Husband and the dinner guest debated her plan for almost an hour. I refilled their wine glasses twice, spilling both times from nerves, but they didn’t notice. She argued hard for her freedom, even when the Children became cruel and adopted the faces of her children, the ones she left behind. During lulls in the conversation, they asked her to come home in high, sweet voices. The dinner guest ground her teeth and refused to look at them as she pressed on.
Eventually, Husband laughed and slapped his hands down on the table. He stood up and removed his jacket, then his shirt. He took off his chest piece and exposed the ugliness within. Rusty gears and splintered bones and black organs, One by one, he hooked his fingers in his ribcage and with a strength that only he could manage, pulled his chest open.
From within that cavity, he snapped off the key made from bone. It was a small, brittle thing that would open the door in the kitchen, but would break in the lock. The dinner guest’s fork clattered on her plate.
Slowly, with pride, Husband walked around the table with his ribcage splayed wide and placed the bone key in front of her.
“Thank you,” she breathed.
“Except,” he said with a smirk. “There’s one more thing.”
That was when the dinner guest rammed the steak knife through Husband’s heart.
His eyes widened with surprise.

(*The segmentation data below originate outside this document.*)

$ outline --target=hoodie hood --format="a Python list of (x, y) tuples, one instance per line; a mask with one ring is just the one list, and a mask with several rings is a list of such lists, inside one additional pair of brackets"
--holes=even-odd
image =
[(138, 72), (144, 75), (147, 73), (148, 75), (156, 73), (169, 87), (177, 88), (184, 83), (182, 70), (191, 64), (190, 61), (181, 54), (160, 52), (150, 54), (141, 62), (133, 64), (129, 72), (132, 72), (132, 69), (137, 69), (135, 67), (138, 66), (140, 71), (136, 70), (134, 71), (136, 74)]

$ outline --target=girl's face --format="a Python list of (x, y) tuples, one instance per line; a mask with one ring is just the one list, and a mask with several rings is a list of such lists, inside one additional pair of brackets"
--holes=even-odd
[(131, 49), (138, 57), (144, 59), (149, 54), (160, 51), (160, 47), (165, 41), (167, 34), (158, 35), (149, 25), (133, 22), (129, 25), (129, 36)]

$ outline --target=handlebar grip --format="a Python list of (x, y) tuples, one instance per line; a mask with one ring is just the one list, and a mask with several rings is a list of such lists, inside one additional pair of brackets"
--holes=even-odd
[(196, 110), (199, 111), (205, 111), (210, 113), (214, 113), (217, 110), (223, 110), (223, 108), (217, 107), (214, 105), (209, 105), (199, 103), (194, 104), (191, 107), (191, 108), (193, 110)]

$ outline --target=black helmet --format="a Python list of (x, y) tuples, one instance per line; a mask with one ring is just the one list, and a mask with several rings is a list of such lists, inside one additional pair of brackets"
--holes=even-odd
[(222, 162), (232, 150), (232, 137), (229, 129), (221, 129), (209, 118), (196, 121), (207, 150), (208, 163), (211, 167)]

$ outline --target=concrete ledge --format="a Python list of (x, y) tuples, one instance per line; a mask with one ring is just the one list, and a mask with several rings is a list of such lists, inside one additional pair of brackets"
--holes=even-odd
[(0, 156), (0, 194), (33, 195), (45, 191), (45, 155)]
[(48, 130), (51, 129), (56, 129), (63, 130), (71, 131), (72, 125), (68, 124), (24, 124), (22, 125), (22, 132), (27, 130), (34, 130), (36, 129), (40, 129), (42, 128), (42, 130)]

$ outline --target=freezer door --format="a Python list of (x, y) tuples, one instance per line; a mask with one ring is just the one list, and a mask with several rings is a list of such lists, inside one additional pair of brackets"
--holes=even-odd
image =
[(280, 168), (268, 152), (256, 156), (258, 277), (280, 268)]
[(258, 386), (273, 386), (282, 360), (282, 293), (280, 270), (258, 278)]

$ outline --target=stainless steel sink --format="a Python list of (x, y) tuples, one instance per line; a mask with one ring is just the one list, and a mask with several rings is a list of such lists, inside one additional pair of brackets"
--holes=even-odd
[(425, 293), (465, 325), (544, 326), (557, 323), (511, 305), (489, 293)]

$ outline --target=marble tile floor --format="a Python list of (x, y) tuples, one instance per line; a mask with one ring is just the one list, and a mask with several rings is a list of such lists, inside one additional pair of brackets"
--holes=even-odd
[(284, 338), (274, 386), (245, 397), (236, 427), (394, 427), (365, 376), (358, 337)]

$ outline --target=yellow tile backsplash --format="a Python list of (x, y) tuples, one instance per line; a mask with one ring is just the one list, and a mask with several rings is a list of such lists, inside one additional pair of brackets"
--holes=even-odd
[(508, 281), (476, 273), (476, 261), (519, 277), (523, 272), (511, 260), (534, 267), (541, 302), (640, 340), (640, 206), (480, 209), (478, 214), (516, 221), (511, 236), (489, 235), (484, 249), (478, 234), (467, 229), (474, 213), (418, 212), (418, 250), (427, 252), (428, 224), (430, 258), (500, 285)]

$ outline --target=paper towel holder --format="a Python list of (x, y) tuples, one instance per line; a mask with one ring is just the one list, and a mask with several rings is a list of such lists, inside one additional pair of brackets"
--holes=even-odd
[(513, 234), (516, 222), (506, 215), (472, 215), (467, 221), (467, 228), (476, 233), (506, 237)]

Then he slumped over the table, and sent silverware and glasses and plates scattering.
“Finally,” she gasped, looking at me. “He shut up.”
“For the moment,” I replied. “But you can’t kill him. I’ve tried.”
The dinner guest blinked in surprise, she opened her mouth. But I never found out what words matched her shocked expression. Because a moment later, she crumpled to the floor.
• • • •
I didn’t lie, the wine wasn’t poisoned. Just drugged. The dinner guest was breathing deeply on the faded rug. And I knew what she dreamed of.
I hoped her palace of salt was beautiful and vast, where eureka echoed endlessly. It would be the last good dream she’d have for a while. Living with Husband was like living on a knife’s edge. He perfectly suited his role as Guard, his violent moods and resentments never changed.
But the Wives did.
I picked up the bone key and cradled it to my chest.
Across the table, the Children stared at me, but their faces remained blank. They passed no judgment.
“I’m sorry,” I said to the dinner guest. “You haven’t served your time yet.” I believed she did have children in the outside world, but I didn’t believe they were the reason she wanted to leave. No one came to the Mine—or left it—for anyone but themselves.
Me, I once dreamed of forgotten cities, and the fame of discovering them in the belly of the Mine. Foolish, maybe, but at night, I still dreamed of splendid ruins.
The dinner guest was clever, but she hadn’t been in the Mine long enough to learn that cutting off the head of the Taskmaster or killing Husband offered a brief respite, but it did not last. In the Mine, the roles didn’t change, only a few players did. And the Family in the Adit was almost as old as the Mine itself.
I kissed the top of the Wife’s head and wished her luck. Years ago, I had been a dinner guest and the man who was the Wife before me had laced the meat.
Key in hand, I ran to the kitchen door. I placed it in the lock and turned until the bone snapped. When the knob moved under my hand, I almost wept. I had to throw my weight against the door for it to relent, just a little, just enough for me to slip out. Before it locked behind me again.
I left without looking back. Because for the first time in years, I saw more than a sliver of sunlight.
But I’m not a heartless monster. For the Wife’s sake, I hoped the next dinner guest would succeed soon.